First-in-human implantation

April 16th, 2002 — the date of the first-in-human implantation — will remain a memorable day. A 57-year-old patient with severe AS presented in cardiogenic shock with major left ventricular dysfunction (the ejection fraction was 12%!) and multiple comorbidities contraindicating AVR. After failed emergent BAV, TAVI appeared to be the last-resort option for this young patient. The indication was particularly challenging in this critically ill patient who also had subacute leg ischaemia related to an aortofemoral bypass occlusion and severe contralateral atherosclerosis preventing the use of the transfemoral retrograde access. All information concerning this never-used therapeutic option was given to the patient’s relatives and the patient himself, all of whom gave their consent with no hesitation. The procedure was performed the following day with my collaborators Helene Eltchaninoff and Christophe Tron, using the antegrade transseptal approach. This unplanned approach added stress to the procedure, although we had experience of using it in a few BAV cases with no arterial access. Actually, each step of the procedure was amazingly straightforward. Stabilizing the THV across the native valve was quite challenging, but after some time, we succeeded and rapidly deployed it. Haemodynamic and echocardiographic results were incredibly improved, with no transvalvular gradient and a return of blood pressure to normal, allowing discontinuation of vasopressors. There was no impairment of the coronary ostia or the mitral valve, no atrioventricular block and only mild paravalvular aortic regurgitation. On transoesophageal echocardiography, valve function was excellent. No words can express the emotion felt by the whole team. We were witnessing a true resurrection. Despite an episode of pulmonary embolism, the patient continued his clinical recovery. Unfortunately, the perfusion of his leg continued to worsen and after an above-knee amputation that never healed properly, the patient passed away 4 months after TAVI.
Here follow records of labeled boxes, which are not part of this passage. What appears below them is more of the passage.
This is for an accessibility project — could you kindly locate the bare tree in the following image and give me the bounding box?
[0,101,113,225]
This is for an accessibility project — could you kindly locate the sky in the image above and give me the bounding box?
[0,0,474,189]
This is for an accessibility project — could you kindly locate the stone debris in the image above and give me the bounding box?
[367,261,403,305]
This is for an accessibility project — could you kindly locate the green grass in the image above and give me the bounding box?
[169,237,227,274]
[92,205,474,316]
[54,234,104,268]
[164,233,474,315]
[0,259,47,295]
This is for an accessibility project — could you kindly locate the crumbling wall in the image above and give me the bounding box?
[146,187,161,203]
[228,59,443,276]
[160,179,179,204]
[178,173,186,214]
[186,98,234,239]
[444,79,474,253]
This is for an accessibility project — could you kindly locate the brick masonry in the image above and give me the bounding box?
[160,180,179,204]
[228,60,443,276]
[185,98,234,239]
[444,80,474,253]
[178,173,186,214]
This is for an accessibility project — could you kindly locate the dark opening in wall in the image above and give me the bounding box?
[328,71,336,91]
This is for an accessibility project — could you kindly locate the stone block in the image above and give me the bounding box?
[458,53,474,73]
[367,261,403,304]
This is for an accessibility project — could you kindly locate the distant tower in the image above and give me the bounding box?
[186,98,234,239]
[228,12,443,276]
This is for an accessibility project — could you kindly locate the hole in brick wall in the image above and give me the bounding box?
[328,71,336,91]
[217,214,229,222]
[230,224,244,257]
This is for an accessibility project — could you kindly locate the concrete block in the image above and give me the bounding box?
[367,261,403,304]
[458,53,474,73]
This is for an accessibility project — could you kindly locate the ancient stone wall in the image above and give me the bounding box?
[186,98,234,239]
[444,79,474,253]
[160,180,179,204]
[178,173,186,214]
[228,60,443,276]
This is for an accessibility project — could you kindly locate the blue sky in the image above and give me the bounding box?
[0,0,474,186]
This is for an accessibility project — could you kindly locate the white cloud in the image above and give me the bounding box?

This first case confirmed the feasibility of implanting a THV in a human on the beating heart using transcatheter techniques, with perfect subcoronary position and no interference with the surrounding structures, thus translating our postmortem observation of 1993.

The international reaction to this spectacular case defied imagination. The deafening silence during the video presentation of this case in meetings was testament to the degree of emotion and stupefaction of the medical community. Clearly, this first-in-man case can be considered a breakthrough in the history of interventional cardiology.